White customer expresses racial hatred; Buffalo Wild Wings staff complies with his bigotry


Birthday celebration is forced to move to another restaurant because one white male diner did not want to sit near blacks

Rude and racist treatment of African Americans, especially black men, in restaurants is pervasive

Buffalo Wild Wings in Naperville, Illinois


By Frederick H. Lowe


A white man who hated the idea of sitting next to a group of blacks celebrating a birthday at a Buffalo Wild Wings restaurant in suburban Chicago, led to the group moving their celebration to another restaurant after Buffalo Wild Wings management refused to seat them elsewhere in the eatery, saying the entire restaurant was reserved.

The incident, first reported on Facebook, underscored the power one white man had in implementing and pushing a racist action, willingly carried out by Buffalo Wild Wings restaurant’s service and shift managers without so much as a scratch of the head.
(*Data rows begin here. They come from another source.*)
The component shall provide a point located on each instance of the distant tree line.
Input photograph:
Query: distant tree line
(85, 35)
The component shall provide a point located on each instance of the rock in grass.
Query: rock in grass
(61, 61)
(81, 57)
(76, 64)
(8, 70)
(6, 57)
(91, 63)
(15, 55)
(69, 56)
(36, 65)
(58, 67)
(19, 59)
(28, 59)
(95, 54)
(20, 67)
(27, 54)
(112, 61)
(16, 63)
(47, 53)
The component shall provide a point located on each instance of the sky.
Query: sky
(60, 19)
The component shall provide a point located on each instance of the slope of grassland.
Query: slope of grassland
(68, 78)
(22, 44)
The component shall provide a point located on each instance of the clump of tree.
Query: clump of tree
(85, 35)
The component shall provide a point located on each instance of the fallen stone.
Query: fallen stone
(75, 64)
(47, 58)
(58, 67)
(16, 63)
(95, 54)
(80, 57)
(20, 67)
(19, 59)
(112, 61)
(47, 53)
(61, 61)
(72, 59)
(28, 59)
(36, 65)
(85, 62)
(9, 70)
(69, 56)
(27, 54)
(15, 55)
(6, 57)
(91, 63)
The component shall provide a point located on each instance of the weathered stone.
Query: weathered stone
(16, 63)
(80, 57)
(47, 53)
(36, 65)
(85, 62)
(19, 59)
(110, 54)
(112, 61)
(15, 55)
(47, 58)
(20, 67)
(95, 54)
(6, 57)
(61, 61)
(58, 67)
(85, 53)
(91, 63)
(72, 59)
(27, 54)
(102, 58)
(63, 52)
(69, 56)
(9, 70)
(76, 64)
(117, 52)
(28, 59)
The white man was described by restaurant employees as a regular customer. The group’s money wasn’t important. The white man’s was.

But it’s not just white men who practice and carry out this accepted kind of racism.
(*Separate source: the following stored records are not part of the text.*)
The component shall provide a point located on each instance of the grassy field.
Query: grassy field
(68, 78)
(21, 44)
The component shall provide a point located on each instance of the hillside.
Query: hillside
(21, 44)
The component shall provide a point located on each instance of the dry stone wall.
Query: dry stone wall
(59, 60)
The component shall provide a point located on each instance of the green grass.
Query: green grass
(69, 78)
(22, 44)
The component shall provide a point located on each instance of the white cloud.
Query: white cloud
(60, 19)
A black waitress refused to serve me at Mitchell’s restaurant, once located at Clark and North on Chicago’s Near North Side.

She dispatched a white waitress to order me to leave because there weren’t any tables available although the restaurant was nearly empty. I protested, but the white waitress refused to relent. As I walked out, the black waitress shot me an angry look. I had never seen her before.

Restaurant personnel who don’t want African Americans in their eateries frequently seat black men in areas where there isn’t waitress service. The exiled diner gets angry, as I did, and eventually leaves. You can’t put us a fuss because cops eat there and the restaurant employees will call them.

I also have witnessed Chinese restaurants refusing to seat black men. If they seated them, they would overcharge them.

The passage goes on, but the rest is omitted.